Photo d'illustration.

C'est ce que l'on appelle une véritable contagion. Signe des temps : la politique est devenue le lieu de reconversion de bon nombre d'anciens flics ou de fonctionnaires toujours en exercice. En effet, dans une époque où l'insécurité est l'une des principales préoccupations des Français, quoi de mieux qu'un représentant de l'ordre pour critiquer la politique sécuritaire du gouvernement ou d'un élu sortant ? Avoir un flic dans son parti, pour sa campagne, est un atout indéniable, même si cela pose des problèmes de neutralité et de déontologie évidents.
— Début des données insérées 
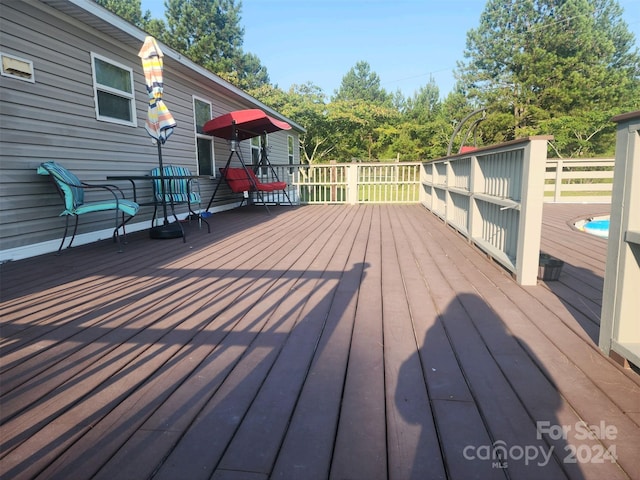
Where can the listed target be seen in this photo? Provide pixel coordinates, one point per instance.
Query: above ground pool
(596, 226)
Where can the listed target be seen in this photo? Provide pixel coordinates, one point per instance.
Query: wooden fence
(579, 180)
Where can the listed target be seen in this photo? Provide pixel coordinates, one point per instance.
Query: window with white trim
(256, 148)
(204, 143)
(113, 91)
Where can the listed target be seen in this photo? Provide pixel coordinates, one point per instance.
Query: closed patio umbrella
(160, 122)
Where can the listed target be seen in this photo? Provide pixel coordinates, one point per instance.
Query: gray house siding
(54, 118)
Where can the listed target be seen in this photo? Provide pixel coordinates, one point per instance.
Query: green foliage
(559, 67)
(538, 67)
(130, 10)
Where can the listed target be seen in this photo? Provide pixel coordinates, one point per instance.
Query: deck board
(317, 342)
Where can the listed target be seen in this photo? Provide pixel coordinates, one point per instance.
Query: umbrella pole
(167, 230)
(164, 197)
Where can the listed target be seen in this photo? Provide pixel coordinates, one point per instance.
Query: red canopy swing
(241, 125)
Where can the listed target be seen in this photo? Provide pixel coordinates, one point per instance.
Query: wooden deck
(318, 342)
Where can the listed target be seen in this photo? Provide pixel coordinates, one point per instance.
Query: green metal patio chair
(72, 191)
(180, 188)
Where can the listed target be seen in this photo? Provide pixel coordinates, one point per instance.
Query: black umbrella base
(170, 230)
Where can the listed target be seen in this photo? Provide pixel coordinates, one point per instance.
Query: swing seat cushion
(245, 180)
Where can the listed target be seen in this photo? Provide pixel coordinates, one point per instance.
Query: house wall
(54, 118)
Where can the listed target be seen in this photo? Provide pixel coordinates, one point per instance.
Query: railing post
(352, 183)
(530, 222)
(558, 187)
(619, 324)
(476, 185)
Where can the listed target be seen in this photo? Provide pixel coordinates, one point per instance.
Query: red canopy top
(248, 124)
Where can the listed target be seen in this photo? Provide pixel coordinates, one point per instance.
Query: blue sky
(406, 42)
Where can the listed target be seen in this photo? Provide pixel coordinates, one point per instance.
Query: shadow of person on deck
(489, 409)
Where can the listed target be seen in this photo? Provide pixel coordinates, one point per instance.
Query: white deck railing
(359, 183)
(493, 195)
(579, 180)
(620, 320)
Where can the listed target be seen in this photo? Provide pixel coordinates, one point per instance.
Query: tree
(537, 61)
(360, 83)
(130, 10)
(209, 33)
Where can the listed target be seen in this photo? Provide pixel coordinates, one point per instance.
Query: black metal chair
(72, 191)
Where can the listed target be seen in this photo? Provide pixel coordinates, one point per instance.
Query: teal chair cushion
(72, 190)
(126, 206)
(176, 189)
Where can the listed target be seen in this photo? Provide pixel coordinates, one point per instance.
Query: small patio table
(166, 230)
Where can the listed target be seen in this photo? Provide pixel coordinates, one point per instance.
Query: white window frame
(104, 88)
(198, 135)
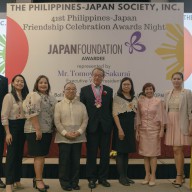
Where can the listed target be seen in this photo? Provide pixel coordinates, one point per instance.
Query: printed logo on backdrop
(173, 51)
(68, 40)
(134, 43)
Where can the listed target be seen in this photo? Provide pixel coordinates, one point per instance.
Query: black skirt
(38, 148)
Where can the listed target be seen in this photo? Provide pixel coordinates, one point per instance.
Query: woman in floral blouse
(39, 109)
(13, 120)
(124, 109)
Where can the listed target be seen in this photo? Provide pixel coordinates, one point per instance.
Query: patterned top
(42, 106)
(121, 105)
(11, 109)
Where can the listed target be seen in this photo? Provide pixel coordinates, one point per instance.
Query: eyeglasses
(68, 89)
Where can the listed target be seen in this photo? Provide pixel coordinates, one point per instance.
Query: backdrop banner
(65, 41)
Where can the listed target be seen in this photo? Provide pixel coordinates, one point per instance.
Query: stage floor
(162, 185)
(165, 169)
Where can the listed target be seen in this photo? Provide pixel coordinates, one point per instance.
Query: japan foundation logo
(134, 45)
(2, 53)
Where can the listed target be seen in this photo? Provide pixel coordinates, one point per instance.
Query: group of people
(91, 119)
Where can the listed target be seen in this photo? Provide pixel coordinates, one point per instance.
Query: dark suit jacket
(101, 115)
(3, 89)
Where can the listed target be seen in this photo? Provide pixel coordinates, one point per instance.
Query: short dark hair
(148, 85)
(177, 73)
(132, 92)
(100, 69)
(37, 81)
(24, 91)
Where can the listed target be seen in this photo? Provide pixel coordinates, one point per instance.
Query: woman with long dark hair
(150, 129)
(178, 104)
(39, 109)
(13, 120)
(124, 109)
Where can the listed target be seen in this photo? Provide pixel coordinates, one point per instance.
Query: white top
(42, 106)
(70, 116)
(11, 109)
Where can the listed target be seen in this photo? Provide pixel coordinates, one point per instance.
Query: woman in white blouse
(39, 109)
(13, 120)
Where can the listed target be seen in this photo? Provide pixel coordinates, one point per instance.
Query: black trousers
(69, 163)
(98, 140)
(122, 164)
(13, 168)
(2, 140)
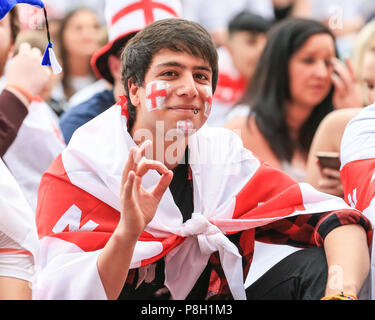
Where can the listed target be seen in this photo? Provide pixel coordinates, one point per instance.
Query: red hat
(124, 19)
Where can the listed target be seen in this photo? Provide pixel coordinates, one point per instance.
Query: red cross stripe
(156, 93)
(147, 6)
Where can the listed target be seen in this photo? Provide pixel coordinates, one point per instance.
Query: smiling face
(310, 71)
(186, 82)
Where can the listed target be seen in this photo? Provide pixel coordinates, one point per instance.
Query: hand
(331, 182)
(138, 206)
(347, 92)
(25, 70)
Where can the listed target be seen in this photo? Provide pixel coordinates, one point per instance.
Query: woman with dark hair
(298, 80)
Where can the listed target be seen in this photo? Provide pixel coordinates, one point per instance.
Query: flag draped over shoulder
(358, 166)
(78, 209)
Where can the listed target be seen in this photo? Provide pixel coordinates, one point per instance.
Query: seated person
(180, 219)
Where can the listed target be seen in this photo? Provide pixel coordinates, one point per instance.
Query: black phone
(329, 160)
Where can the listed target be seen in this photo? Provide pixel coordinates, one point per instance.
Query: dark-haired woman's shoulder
(252, 138)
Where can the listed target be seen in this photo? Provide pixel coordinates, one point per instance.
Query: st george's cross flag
(17, 220)
(79, 203)
(39, 141)
(357, 155)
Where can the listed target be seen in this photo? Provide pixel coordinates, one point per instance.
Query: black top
(181, 188)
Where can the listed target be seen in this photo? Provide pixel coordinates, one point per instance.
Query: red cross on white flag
(147, 6)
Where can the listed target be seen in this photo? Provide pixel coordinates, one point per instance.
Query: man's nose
(321, 69)
(187, 87)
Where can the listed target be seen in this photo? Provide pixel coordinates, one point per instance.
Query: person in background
(247, 36)
(106, 63)
(329, 133)
(79, 37)
(24, 79)
(294, 87)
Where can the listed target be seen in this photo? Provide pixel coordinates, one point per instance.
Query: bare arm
(14, 289)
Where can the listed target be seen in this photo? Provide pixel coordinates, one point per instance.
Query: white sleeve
(65, 272)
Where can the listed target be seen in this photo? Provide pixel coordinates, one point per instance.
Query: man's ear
(134, 93)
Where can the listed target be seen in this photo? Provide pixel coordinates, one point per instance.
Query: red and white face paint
(185, 126)
(156, 94)
(208, 101)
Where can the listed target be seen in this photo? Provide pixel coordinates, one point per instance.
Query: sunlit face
(246, 48)
(187, 81)
(81, 35)
(5, 43)
(368, 75)
(310, 71)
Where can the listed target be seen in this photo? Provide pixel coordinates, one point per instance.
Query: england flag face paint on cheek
(156, 94)
(185, 126)
(208, 101)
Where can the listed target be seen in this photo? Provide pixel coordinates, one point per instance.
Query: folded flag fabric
(79, 203)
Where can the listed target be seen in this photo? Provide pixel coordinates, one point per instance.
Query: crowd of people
(179, 153)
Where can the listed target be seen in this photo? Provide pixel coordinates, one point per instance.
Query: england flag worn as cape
(79, 203)
(357, 153)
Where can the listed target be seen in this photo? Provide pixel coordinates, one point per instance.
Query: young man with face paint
(182, 227)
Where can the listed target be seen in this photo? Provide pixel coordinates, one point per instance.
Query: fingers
(143, 148)
(129, 165)
(343, 72)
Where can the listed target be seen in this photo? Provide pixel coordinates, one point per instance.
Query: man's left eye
(201, 76)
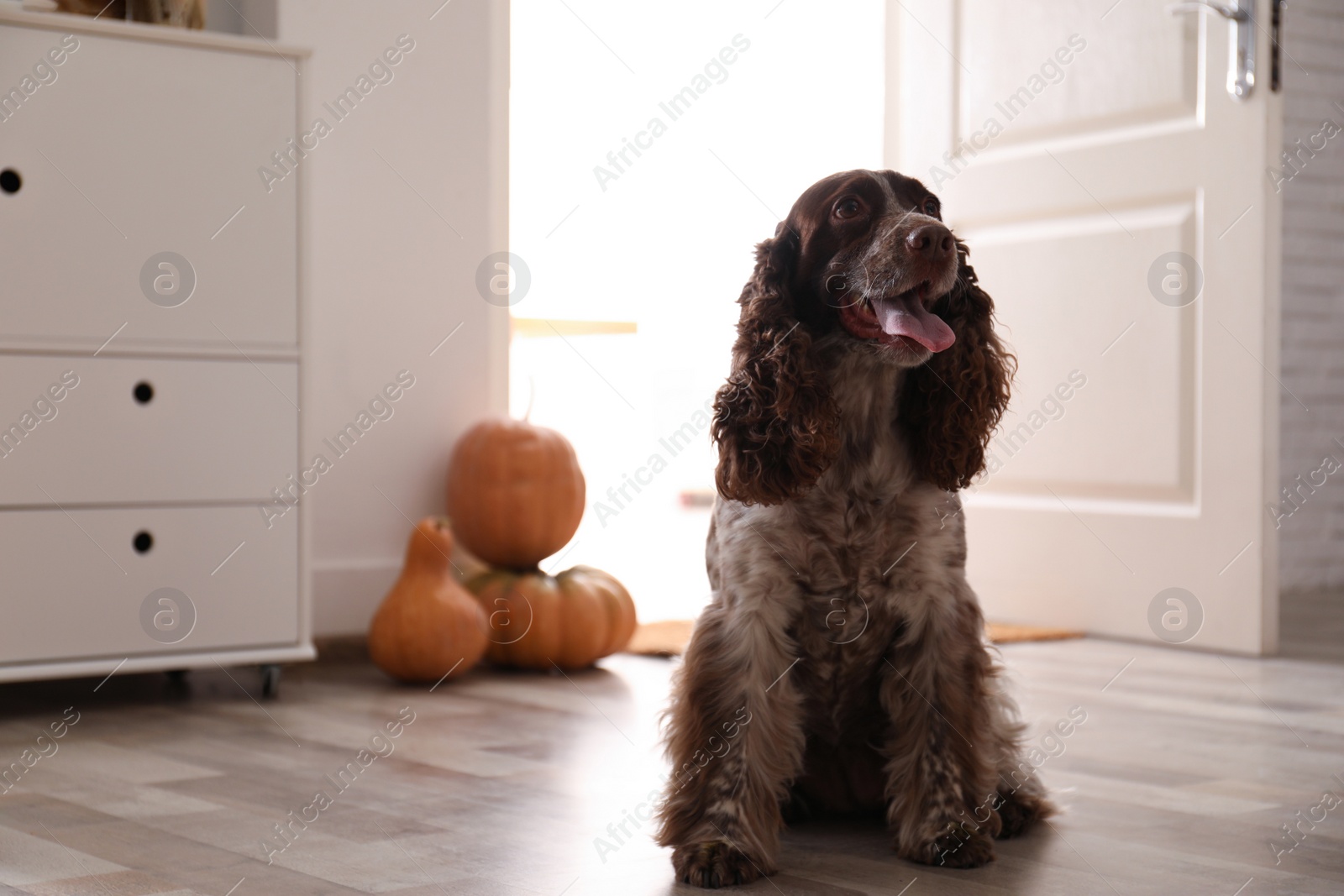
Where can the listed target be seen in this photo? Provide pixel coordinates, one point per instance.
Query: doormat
(669, 638)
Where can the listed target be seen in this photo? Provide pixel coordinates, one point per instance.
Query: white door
(1116, 202)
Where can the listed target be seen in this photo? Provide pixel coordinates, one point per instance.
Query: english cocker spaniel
(842, 665)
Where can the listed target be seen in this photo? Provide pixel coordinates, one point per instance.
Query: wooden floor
(1180, 778)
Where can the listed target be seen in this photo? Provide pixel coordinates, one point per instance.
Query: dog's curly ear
(774, 421)
(951, 405)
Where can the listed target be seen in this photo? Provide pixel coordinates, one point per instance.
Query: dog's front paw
(714, 864)
(1021, 810)
(958, 848)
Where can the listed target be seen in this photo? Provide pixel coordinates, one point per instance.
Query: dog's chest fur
(871, 551)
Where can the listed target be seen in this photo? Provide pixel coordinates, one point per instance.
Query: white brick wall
(1312, 539)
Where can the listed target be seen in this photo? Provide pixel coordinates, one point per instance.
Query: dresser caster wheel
(269, 680)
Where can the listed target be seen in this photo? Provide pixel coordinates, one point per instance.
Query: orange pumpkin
(428, 625)
(571, 620)
(515, 492)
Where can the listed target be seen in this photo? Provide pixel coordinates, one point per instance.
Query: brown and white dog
(842, 665)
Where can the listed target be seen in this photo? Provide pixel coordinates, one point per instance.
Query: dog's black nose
(933, 241)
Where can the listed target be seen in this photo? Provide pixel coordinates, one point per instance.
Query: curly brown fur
(840, 667)
(774, 421)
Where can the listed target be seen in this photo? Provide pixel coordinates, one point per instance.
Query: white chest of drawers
(151, 352)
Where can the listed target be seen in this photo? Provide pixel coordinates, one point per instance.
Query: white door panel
(1074, 147)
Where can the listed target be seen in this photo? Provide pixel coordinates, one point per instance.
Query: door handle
(1241, 50)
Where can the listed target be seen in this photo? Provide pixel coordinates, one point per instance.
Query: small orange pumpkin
(515, 492)
(428, 625)
(571, 620)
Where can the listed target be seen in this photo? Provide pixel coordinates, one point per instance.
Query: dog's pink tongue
(906, 316)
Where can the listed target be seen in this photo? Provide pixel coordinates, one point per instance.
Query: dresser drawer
(140, 148)
(144, 430)
(77, 584)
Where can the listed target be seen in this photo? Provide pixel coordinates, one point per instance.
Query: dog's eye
(847, 207)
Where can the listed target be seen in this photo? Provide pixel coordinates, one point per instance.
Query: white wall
(1312, 537)
(387, 277)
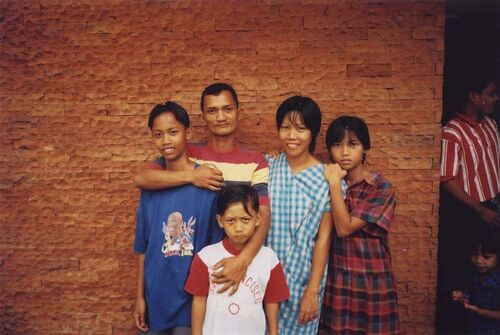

Bruno Beschizza est le symbole de cette politisation de la police et de ses syndicats. Cet ancien commandant, ex-secrétaire général de Synergie Officiers, devenu secrétaire national de l'UMP chargé des questions de sécurité, avait ouvert la voie en remportant les élections régionales en 2010. Très proche de l'idéologie et de l'entourage sarkozyste, aujourd'hui dans l'opposition, il n'a eu de cesse de fustiger violemment le couple Valls-Taubira, allant même jusqu'à les traiter d'"imposteurs". Le retour de bâton ne s'est pas fait attendre : le ministre de l'Intérieur l'a écarté de la sous-préfecture en Seine-Saint-Denis obtenue sous le mandat de Sarkozy. Aujourd'hui, à quelques semaines des municipales, la bataille politique fait rage à Aulnay-sous-Bois. En effet, Bruno Beschizza y défendra les couleurs de l'UMP tandis que la ville a reçu en grande pompe la visite de Manuel Valls au...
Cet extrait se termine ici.